Growing up, I changed my mind about what I wanted to be a few times. My earliest career choice was as a singer/performer. Then it changed to President. Then journalist, actress, teacher and finally, counselor.
I was very active and involved in high school. I was on my school’s newspaper, the theater state board and high school board, was the school’s news anchor, on yearbook, was student teaching a 1st grade English Language Learners class, was in advanced/pre-college courses, etc. I lived and breathed school. I was also in a serious relationship.
That relationship took a lot of my energy and focus. He did not have a supportive, healthy family, had eventually dropped out of school, and did not want me to go to college. After high school, I hadn’t applied to the university I wanted to go to, and we moved in together. I became pregnant with our son and eventually dropped out of the community college I was attending to focus on working and taking care of our household. Around a year after our son was born, our situation became dangerous and, to protect our son, I ended the relationship.
So, he left. And I was left to pick up the pieces. Our circumstances were highly traumatic—but I leaned on my supports and worked hard to provide for us. We sacrificed a lot. His dad was legally obligated to help, but didn’t, and I didn’t pursue it. Our son didn’t deserve that.
I wasn’t even angry for myself. I probably should have been. I was just so heartbroken for my son. But here, I let love win. Because that’s what we needed.
I went back to school. Associate’s to Bachelor’s to Master’s. Worked multiple jobs to make ends meet. Spent time with my son, tried to balance my social life/relationships, slept where I could. Moments of sadness transformed sometimes into spirals of anger.
Somehow, I stayed living in love. It kept me from resorting to attacks, pursuing “justice”, and inviting chaos back into our lives. I was deeply hurt but recognized that my desire to “do” something other than focus on my own relationship with my son and our well-being would have been BECAUSE I was hurt. So the saying goes that “hurt people hurt people.” It wouldn’t have served a purpose. It would have clouded my judgement and blocked love in my heart.

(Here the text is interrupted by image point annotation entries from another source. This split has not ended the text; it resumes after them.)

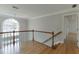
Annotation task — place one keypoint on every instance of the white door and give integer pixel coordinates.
(71, 24)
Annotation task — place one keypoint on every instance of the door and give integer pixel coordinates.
(71, 24)
(71, 32)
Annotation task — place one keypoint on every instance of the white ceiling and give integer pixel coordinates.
(32, 10)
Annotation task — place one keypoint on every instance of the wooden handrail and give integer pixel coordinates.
(57, 33)
(53, 36)
(27, 31)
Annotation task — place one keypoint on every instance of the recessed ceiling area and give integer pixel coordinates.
(32, 10)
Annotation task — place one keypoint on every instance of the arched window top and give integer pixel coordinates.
(10, 25)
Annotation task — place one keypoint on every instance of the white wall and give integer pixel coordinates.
(23, 26)
(48, 23)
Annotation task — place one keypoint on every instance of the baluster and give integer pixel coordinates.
(13, 37)
(53, 40)
(33, 35)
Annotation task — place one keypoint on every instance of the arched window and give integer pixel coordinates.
(10, 25)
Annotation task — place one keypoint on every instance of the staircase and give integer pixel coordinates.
(71, 43)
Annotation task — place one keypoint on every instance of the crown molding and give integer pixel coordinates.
(55, 13)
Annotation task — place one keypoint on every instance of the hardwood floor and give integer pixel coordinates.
(37, 48)
(34, 47)
(31, 47)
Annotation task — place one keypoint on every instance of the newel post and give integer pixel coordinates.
(53, 40)
(32, 35)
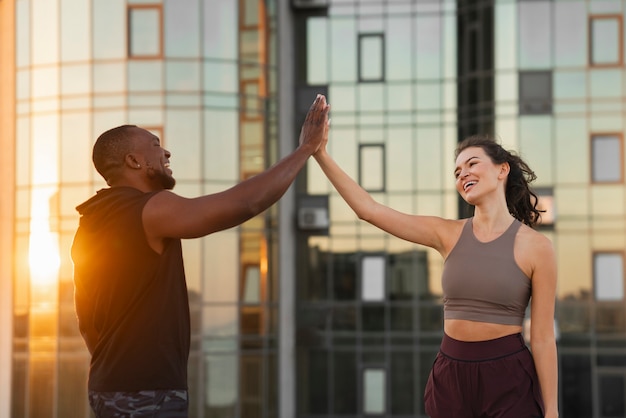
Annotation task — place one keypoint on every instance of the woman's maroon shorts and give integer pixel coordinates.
(494, 379)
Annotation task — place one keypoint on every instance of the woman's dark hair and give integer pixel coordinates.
(520, 199)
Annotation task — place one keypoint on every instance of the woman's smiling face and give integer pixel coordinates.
(476, 174)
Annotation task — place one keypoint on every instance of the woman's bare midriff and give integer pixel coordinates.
(463, 330)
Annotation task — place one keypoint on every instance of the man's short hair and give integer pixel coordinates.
(110, 149)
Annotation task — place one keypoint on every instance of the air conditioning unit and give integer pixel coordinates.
(313, 218)
(310, 4)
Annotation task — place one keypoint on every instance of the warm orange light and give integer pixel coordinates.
(43, 251)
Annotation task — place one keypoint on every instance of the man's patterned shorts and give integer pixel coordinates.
(143, 404)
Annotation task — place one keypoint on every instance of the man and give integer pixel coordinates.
(130, 290)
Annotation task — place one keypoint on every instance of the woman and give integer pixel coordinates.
(494, 264)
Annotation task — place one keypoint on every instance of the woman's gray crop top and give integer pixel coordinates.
(482, 282)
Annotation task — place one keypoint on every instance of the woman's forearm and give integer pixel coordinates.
(545, 356)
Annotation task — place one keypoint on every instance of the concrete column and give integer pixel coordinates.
(287, 208)
(7, 202)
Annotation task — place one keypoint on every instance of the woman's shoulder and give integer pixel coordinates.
(533, 240)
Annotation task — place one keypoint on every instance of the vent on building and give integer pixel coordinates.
(313, 218)
(310, 4)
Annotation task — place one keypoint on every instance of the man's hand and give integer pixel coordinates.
(315, 124)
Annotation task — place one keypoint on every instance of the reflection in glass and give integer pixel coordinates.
(144, 31)
(606, 160)
(535, 34)
(606, 40)
(372, 167)
(612, 392)
(221, 384)
(374, 391)
(373, 278)
(371, 57)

There are so many times, even now, where a specific Game of Thrones scene pops into my head. The Queen of Dragons, who wishes to change the world, end slavery, and protect the lives of innocent people, lets a moment of deep pain and trauma trigger her into violating her own values and beliefs—which are grounded in love. She calls upon her dragon, Dracarys, to burn a whole city filled with innocent lives in order to avenge her most trusted confidant and advisor’s murder.
Moving On After Ending A Relationship
After starting graduate school, I knew that I wanted to specialize working with relationships. Shortly after, I met the loves of my life. My son and I are now a part of a beautiful, blended family. My son now has siblings and I have a teammate. A man that loves and protects us, that is a loving partner and father. I do the work that I do because I believe in love so much. It is always there. It’s our natural state. We are all born full of love and just hoping to have that need fulfilled; we need to be connected for literal survival. We just have to allow it to show itself.
While hurt people may hurt people, hurt people may also love people. Hurt people may also heal people. We are able to break the cycles of pain and instead, move with love. You are Love. We are Love.